A quick note about Mon-El: The show made an overt effort to guide us down a road. Alex told Kara that the confusion over Mon-El is making her pour her efforts into other aspects of her life to shore them up and make up for the uncertainty. But, until that moment, it seemed like the other way around. Alex has a life outside of her sister, Winn and James are their own heroes, and the only person that was still willing to follow Kara into the dark was Mon-El. Kara likes to be liked and he likes her. So it makes sense that Kara would initially have no feelings for Mon-El until exactly the time he admitted to have feelings for her. Maybe it's just because I haven't bought into her and the Daxamite, but I like it way better when they're feuding siblings rather than awkward almost lovers.

The only way it makes sense is that these are two people that understand what it means to be among the last of their kind. It is a profound loneliness but Kara's seems so much more complicated. She didn't just narrowly dodge a space plague of planet fragments by happening upon an escape pod. She didn't make it off Krypton by her own wits and survival skills. She was elected to leave.

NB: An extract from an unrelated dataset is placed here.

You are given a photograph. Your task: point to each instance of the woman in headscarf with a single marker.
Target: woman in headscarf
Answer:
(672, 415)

She was rocketed out to space while the rest of her family perished together. There's a twisted way to look at that like your family thought you were the daughter and sibling no one needed to see in their final moments. She was left to rot in space while the rest of her family met their maker together.

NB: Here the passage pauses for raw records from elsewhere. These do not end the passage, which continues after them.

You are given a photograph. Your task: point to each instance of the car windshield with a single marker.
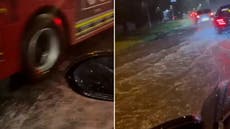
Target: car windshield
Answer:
(203, 11)
(225, 12)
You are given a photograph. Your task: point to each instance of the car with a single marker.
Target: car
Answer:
(202, 15)
(222, 19)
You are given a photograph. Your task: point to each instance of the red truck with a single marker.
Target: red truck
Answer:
(33, 33)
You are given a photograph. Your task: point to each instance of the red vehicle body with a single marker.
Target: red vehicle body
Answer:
(16, 17)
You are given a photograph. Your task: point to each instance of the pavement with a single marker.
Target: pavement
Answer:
(50, 103)
(169, 77)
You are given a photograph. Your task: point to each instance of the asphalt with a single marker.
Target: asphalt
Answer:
(50, 103)
(169, 77)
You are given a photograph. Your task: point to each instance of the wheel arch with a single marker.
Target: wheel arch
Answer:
(53, 11)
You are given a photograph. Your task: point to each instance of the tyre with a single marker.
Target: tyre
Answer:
(42, 46)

In equal measure, she was also tasked with being helpful. Whereas Kal-El was given no instructions for what to do on Earth (it's really hard to engage with babies about truth and justice), Kara was given a mission as a dying wish. So she has this obligation to service while feeling this complicated emotional sting of being sent away. And, of course, she doesn't always think about her family the same way a daughter might feel about being sent to boarding school by cold parents, but the feeling of being the last daughter of Krypton is still there. She lived. They perished. She has a cousin who only knows Earth. She's alone with her memories of a place that has been wiped from time.

So it makes sense that her dedication to serving the squishy humans with powers she didn't ask for would be so strong and so wrapped up in this deep-seated emotional baggage. It's these kinds of things that make a Kryptonian character interesting. Through all their strength and invincibility, they can still be vulnerable. It's not all punching contests and unwavering self-righteousness. They're also fractured and struggling to understand the universe. And so, yes, the White Martian might accuse Supergirl of being a fragile little snowflake with her whining and her feelings but that frailty and honesty of character is what connects her to the world and connects us to her.

Also: screw a White Martian. Those guys are just the living worst.